Stephen Curry will walk thorough the doors of Oracle for the Warriors’ first round matchup. Unfortunately for the Dubs it will be in a designer suit instead of his jersey.
Baring a miraculous recovery, Curry will miss the first round as he continues to rehab his sprained MCL. Despite the April 14th reevaluation, he is to return early as the second round. Meanwhile, the Warriors with a 6-9 record over the past 15 games are still looking for who they are without the Chef.
It’s easy to assume that with three other All-Stars in Kevin Durant, Klay Thompson and Draymond Green, Golden State wouldn’t miss a beat. However, Curry is the engine of the Warriors’ machine. His gravity and the shots that he creates are such a vital part of what they do offensively. With Curry out, the floor shrinks and the ball movement and motion offense becomes stagnant.
In December, the Warriors were 9-2 on the month without Curry. A big part of that was that they:
- Upped Durant’s usage rate and ran the offense through him
- Locked in on defense
Due to injuries to the other three stars, the Warriors struggled to maintain those two principles that made them so successful four months ago. Even with the three All-Stars back in the line up, it seems as if they are relying on one principle instead of two.
While I agree that the Warriors need to up Durant’s usage and lock in on defense in order to win the first round without Curry, it is more about how the Warriors do it instead of what they do.
Stout defense and modified high usage for Durant is the key in the first round.
Bring the Clamps
For four years, the Warriors have been defined by their offense. When people think of this team, the first thing that comes to their mind is the threes.
But it is the Warriors’ defense that’s more often than not the catalyst for the offense. The Warriors can be down by 16 until a Green block that leads to a Thompson transition three turns the game around.
The only time we’ve seen defensive consistency from this Warriors team was in December after Curry’s ankle sprain that kept him out of action for the month. The team had a 97.7 defensive rating during that time.
Recently, the Warriors’ engagement on defense has waned. In eight quarters, Golden State gave up a total of 252 points. The Pelicans were responsible for 40 of those points in the first quarter of Saturday’s game. This is unacceptable for a championship caliber team.
The Warriors can fix their defensive ills by communicating better and locking down the perimeter. Opponents have been taking advantage of all the open shots that the Warriors have been giving up.
The Warriors have been either leaving players open or getting lost on defense. Tightening up on the perimeter and forcing opponents into tough shots can solve most of Golden State’s problems.
In addition to perimeter defense, the Warriors must hustle for rebounds. Granted, they are at a disadvantage in this area. However, that doesn’t excuse not having hustle and effort.

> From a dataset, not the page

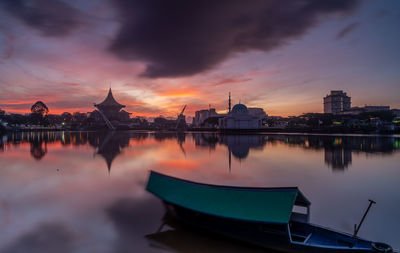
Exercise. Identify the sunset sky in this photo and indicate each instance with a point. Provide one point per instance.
(158, 56)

Against the Pacers, Green didn’t record a single rebound in the first half. The Warriors can’t control their size in the paint but they can fight for 50-50 balls. They can box out and jump.
If they can do that as well as a better job on the perimeter, their defense will improve.
KD as a Point Forward
Obviously, Durant’s usage always cranks up when Curry is out. It’s no secret that this is the offensive strategy without Curry – and rightfully so. Durant’s skill and efficiency is undeniable. His “bag” in ISO situations is virtually unstoppable. However, sometimes Durant stifles the Warriors’ offense.
Golden State is 0-5 when Durant scores high. Granted, four of those games are without Curry and the other is when he has an off night. However, it does not negate the fact that Durant has a nasty habit of resorting to his days in OKC where he forces the issue in ISO to the detriment of the team.
Against the Pacers, Thompson was scoreless in the second half. Why? Because Durant and his ISO-mode forces the rest of the team to stand around, and that is not what the Warriors’ offense is based on.
What will help the Warriors sans Curry is if Durant assumes more of a Point Forward role. In the December game against the Hornets, he recorded a triple double. His 10 assists benefited Thompson and a streaky Nick Young that night.
Of course, Durant got his points. He had 35, but the difference between this 35, the 40 vs the Clippers, the 90 combined points against the Blazers, and the 41 on the Pelicans is the fact that he scored within the context of the system.
Durant can replicate his Hornets game by getting Thompson early looks. Also, he and Green can set high screens for each other for some shots.
In addition to screens, Durant can make his ISOs purposeful. He has a tendency to settle for threes and mid range jumpers when he can attack the basket. It isn’t like most players can guard him. So why not feast in the paint and draw contact?
Bringing it All Together
The Warriors can and should be able to win the first round and get Curry back for the second. This team still have an embarrassment of riches as far as talent is concerned.
With that said, the Warriors, despite their talent, still do not have a huge margin of error with Curry being out. If KD is more playmaker than ISO, their problems on offense will be fixed until they can stretch the floor with Curry in later rounds.
If they fight thought malaise and bring focus and hustle on defense, there is no team that will stop them.